Mayor of Cape Town
- In office 1844–1848
- Preceded by: Michiel van Breda
- Succeeded by: Hercules Crosse Jarvis

Personal details
- Born: Johannes Joachim Lodewyk Smuts 9 July 1785 Cape Town, Dutch Cape Colony
- Died: 1 August 1869 (aged 84) Gardens, Cape Town, Cape Colony
- Spouse(s): Cornelia Gerherdina Fleck; Esther Elizabeth de Wet; Maria de Villiers; Margaretha Anna Fough
- Children: 1

= J. J. L. Smuts =

 Johannes Joachim Lodewyk Smuts (9 July 1785 – 1 August 1869) was a public official in Cape Colony, businessman and the second Mayor of Cape Town.

Smuts was married to Maria de Villiers, widow of Pieter Woutersen, who erected the Woutersen Wessels Vault in Green Point.

==Biography==
Smuts was born in Cape Town, the son of Johannes Smuts and Magdalena Elisabeth Wernich. He worked as Secretary to the Orphan-Chamber in Cape Town. The function of the Orphan-Chamber was, among other things, to administer the estates of persons dying intestate in the Colony and among whose heirs there were minors or persons residing abroad; the registration of wills of deceased persons; the administration of minors' property and keeping a death register or record of persons who died at the Cape. After his time with the Orphan-Chamber he worked for some time in the Colonial Office and also held the office of Receiver General of Land Revenue.

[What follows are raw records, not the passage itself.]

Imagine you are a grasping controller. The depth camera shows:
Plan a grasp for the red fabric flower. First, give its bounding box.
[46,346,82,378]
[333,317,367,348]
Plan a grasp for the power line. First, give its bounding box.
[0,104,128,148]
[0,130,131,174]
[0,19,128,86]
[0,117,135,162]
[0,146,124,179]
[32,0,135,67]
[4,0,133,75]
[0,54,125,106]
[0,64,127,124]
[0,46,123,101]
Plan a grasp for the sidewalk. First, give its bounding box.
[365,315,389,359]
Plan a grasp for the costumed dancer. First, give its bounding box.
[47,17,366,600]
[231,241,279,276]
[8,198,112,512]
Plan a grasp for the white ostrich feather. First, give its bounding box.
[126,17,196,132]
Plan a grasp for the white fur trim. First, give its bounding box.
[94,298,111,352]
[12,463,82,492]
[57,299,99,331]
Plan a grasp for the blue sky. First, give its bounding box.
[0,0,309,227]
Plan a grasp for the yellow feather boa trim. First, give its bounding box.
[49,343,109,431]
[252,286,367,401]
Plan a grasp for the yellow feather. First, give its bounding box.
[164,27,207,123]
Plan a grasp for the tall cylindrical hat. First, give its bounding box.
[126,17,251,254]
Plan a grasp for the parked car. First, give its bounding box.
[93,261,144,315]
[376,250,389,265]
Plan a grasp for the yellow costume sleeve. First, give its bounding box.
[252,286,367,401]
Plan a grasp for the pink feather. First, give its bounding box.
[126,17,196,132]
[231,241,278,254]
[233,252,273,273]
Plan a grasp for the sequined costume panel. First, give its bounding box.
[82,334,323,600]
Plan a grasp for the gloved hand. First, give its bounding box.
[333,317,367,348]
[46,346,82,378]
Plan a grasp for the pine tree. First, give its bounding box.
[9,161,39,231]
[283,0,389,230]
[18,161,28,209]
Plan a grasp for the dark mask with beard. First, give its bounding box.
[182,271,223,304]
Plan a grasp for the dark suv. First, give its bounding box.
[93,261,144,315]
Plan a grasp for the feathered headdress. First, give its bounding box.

During the 1830s Smuts worked as a moneylender and by the middle of the 1830s, with the emancipation of slaves, he acted as the moneylender for his countrymen on the security of slaves. Smuts was also a member of the slave compensation board and acted with Hamilton Ross, as an agent for the payment of compensation money to former slaveowners. He managed to build up a substantial property portfolio and in 1842, owned 22 properties in Cape Town.

In 1844, Smuts succeeded Michiel van Breda as chairman of the Municipal Board of Cape Town, which was effectively the role of Mayor and during his term, in 1847, Cape Town was constituted a city in terms of letters patent granted by Privy Seal. Smuts retired as chairman in 1848. He lived in Cape Town all his life and died on 1 August 1869 at his house, Zorgwyk, in Gardens, Cape Town.

Zorgwyk is today one of the last original surviving original farm homesteads in the Upper Table Valley, and was declared a National Monument in 1985.